Breitt contributed clever ideas and a talent for writing scripts and wooing
clients. Starr brought a wealth of media contacts, and Diamond handled the
artwork. Their quirky ad campaigns soon attracted a stream of projects from car
dealers, community banks, and a carpet store. Since the agency’s first year,
these clients have kept the bills paid while the three win contracts from other
companies. Breitt, Starr & Diamond (BS&D) prospered by helping clients
keep up with the times, and the agency grew to meet the demand, adding a
bookkeeper, a graphic artist, a web designer, two salespeople, a social media
expert, and a retired human resource manager, who works 10 hours per week. As
the firm grew, the three partners felt they were constantly being pulled away
from their areas of expertise to answer questions and solve problems about how
to coordinate work, define jobs, and set priorities. They realized that none of
them had any management training—and none of them had ever wanted to be a
manager. They decided to hire a manager for a position they would call general
manager of operations. That person would be responsible for supervising the
employees, making sure expenses didn’t go over budget, and planning the
resources (including people) needed for further growth. The partners
interviewed several candidates and hired Brad Howser, a longtime administrator
for a four-physician medical office. Howser spent the first few weeks quietly
studying BS&D’s financial data and observing employees at work.
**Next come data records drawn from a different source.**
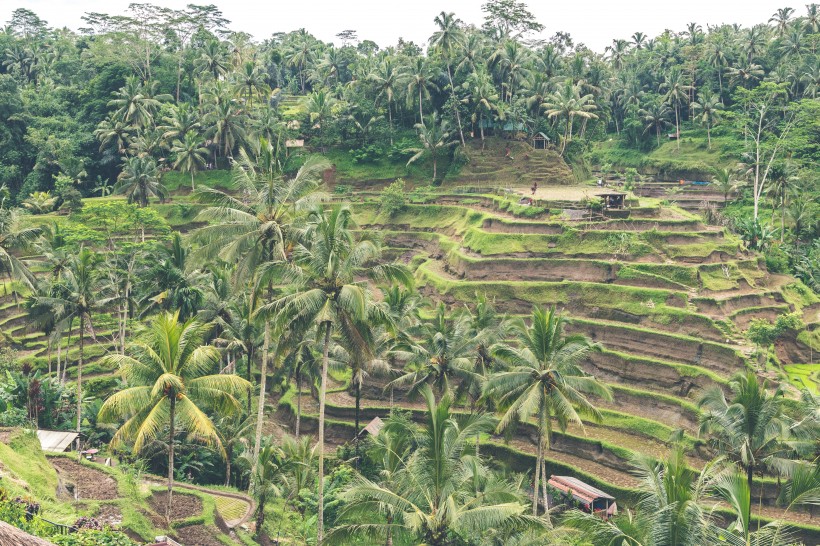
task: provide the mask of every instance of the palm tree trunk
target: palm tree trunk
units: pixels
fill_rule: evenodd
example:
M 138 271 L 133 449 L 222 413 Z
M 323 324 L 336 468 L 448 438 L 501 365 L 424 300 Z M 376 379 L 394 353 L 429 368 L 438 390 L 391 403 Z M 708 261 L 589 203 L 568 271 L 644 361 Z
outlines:
M 302 365 L 296 368 L 296 439 L 299 439 L 299 427 L 302 421 Z
M 532 515 L 538 515 L 538 483 L 541 477 L 541 431 L 538 431 L 538 449 L 535 456 L 535 480 L 532 483 Z
M 267 353 L 263 351 L 263 354 L 265 355 L 265 358 L 267 358 Z M 253 345 L 251 345 L 250 349 L 248 349 L 248 352 L 245 355 L 245 360 L 247 361 L 247 364 L 248 364 L 248 369 L 245 370 L 245 379 L 247 379 L 248 383 L 253 385 L 253 382 L 251 381 L 251 365 L 252 365 L 252 362 L 253 362 Z M 248 401 L 247 401 L 248 415 L 251 414 L 251 397 L 252 396 L 253 395 L 251 394 L 251 392 L 248 391 Z
M 270 322 L 265 321 L 265 341 L 262 345 L 261 375 L 259 377 L 259 406 L 256 408 L 256 437 L 253 440 L 253 467 L 259 459 L 259 446 L 262 443 L 262 422 L 265 419 L 265 383 L 268 379 L 268 351 L 270 350 Z M 252 472 L 251 475 L 254 473 Z
M 77 451 L 80 451 L 80 425 L 83 422 L 83 349 L 85 349 L 85 315 L 80 315 L 80 360 L 77 362 Z
M 327 392 L 328 352 L 330 350 L 330 322 L 325 322 L 325 339 L 322 347 L 322 381 L 319 384 L 319 499 L 316 520 L 316 543 L 322 546 L 325 517 L 325 393 Z
M 450 79 L 450 93 L 455 95 L 456 88 L 453 85 L 453 73 L 450 69 L 450 63 L 447 63 L 447 77 Z M 458 124 L 458 136 L 461 137 L 461 145 L 466 146 L 467 143 L 464 142 L 464 130 L 461 128 L 461 114 L 458 113 L 458 105 L 454 102 L 453 103 L 453 112 L 456 114 L 456 123 Z
M 680 150 L 680 114 L 678 113 L 678 103 L 675 102 L 675 143 Z
M 171 496 L 174 491 L 174 417 L 176 416 L 176 393 L 172 393 L 170 397 L 171 402 L 171 431 L 168 434 L 168 504 L 165 506 L 165 521 L 168 525 L 171 524 Z

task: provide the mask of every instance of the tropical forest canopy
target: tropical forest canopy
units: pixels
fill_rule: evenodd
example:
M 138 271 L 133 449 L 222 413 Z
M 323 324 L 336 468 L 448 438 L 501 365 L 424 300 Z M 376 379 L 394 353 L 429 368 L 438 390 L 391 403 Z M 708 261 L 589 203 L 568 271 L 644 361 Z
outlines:
M 0 519 L 58 544 L 816 543 L 820 8 L 604 52 L 483 13 L 334 44 L 214 5 L 14 11 Z M 22 428 L 82 433 L 118 487 L 82 497 Z

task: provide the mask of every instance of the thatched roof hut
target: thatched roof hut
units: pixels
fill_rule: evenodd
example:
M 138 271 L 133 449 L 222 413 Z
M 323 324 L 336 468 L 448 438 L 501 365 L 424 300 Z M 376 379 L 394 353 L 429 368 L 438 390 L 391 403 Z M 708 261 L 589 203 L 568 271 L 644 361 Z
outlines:
M 43 540 L 25 531 L 0 521 L 0 546 L 54 546 L 53 542 Z

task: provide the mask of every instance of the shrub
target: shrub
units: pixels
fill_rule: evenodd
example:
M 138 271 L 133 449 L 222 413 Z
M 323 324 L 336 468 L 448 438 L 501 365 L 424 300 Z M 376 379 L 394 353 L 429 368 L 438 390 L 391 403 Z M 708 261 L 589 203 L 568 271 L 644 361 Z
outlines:
M 392 216 L 407 206 L 407 194 L 404 192 L 404 180 L 399 178 L 384 190 L 379 198 L 379 207 Z

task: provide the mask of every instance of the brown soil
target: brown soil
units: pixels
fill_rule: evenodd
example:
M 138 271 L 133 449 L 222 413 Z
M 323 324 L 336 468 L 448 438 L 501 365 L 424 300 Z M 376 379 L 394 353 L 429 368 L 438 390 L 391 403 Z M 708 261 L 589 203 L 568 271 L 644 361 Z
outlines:
M 118 527 L 122 523 L 122 512 L 116 504 L 101 504 L 100 511 L 94 516 L 103 525 Z
M 51 459 L 51 464 L 63 482 L 74 485 L 75 498 L 81 500 L 113 500 L 119 497 L 117 482 L 95 468 L 64 457 Z
M 171 502 L 171 519 L 173 521 L 192 518 L 202 513 L 202 500 L 199 497 L 174 491 L 174 496 L 171 499 Z M 154 492 L 148 503 L 151 505 L 154 512 L 164 516 L 165 507 L 168 505 L 168 492 Z
M 183 546 L 225 546 L 217 538 L 219 530 L 206 525 L 188 525 L 177 529 L 177 542 Z

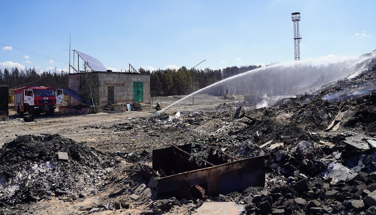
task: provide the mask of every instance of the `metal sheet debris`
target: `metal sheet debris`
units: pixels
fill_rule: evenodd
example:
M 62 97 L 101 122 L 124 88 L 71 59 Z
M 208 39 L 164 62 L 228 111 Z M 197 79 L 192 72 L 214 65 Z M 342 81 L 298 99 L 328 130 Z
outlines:
M 205 185 L 208 194 L 227 194 L 250 186 L 263 187 L 265 157 L 243 160 L 211 148 L 207 160 L 190 154 L 190 144 L 153 150 L 152 168 L 139 163 L 147 180 L 159 177 L 158 192 L 192 198 L 190 186 Z
M 193 215 L 238 215 L 245 210 L 233 202 L 204 202 Z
Then he
became more outspoken and assertive. Although the partners had never cared to
monitor what time employees came or left, Howser began requiring all employees
to start by 9:00 each morning. The graphic artist and one of the salespeople
complained that flexible hours were necessary for their child care
arrangements, but Howser was unyielding. He also questioned whether the
employees had been shopping carefully for supplies, indicating that from then
on, he would be making all purchases, and only after the employees submitted their
requests on a form of his design. Finally, to promote what he called team
spirit, Howser began scheduling weekly Monday-morning page 369staff meetings.
He would offer motivational thoughts based on his experience at his previous
job and invite the employees to share any work-related concerns or ideas they
might have. Generally, the employees chose not to share. Initially, the
partners were impressed with Howser’s vigorous approach to his job. They felt
more productive than they had been in years because Howser was handling
employee concerns himself. Then the top salesperson quit, followed by the
social media expert. The bookkeeper asked if she might meet with the partners.
“Is it something you should be discussing with Brad?” Rachel asked her. The
bookkeeper replied that, no, it was about Brad. All the employees were unhappy
with him, and more were likely to leave.

Discussion Questions:

Assume that hiring a General Manager of
Operations was a good idea. What leadership style would be most effective in
this position (General Manager of Operations)? Why?

What leader behaviors did Brad Howser exhibit?
How well did they fit the needs of the ad agency?

Consider your own leadership style. What are
some of your tendencies, and how might you change your perspective?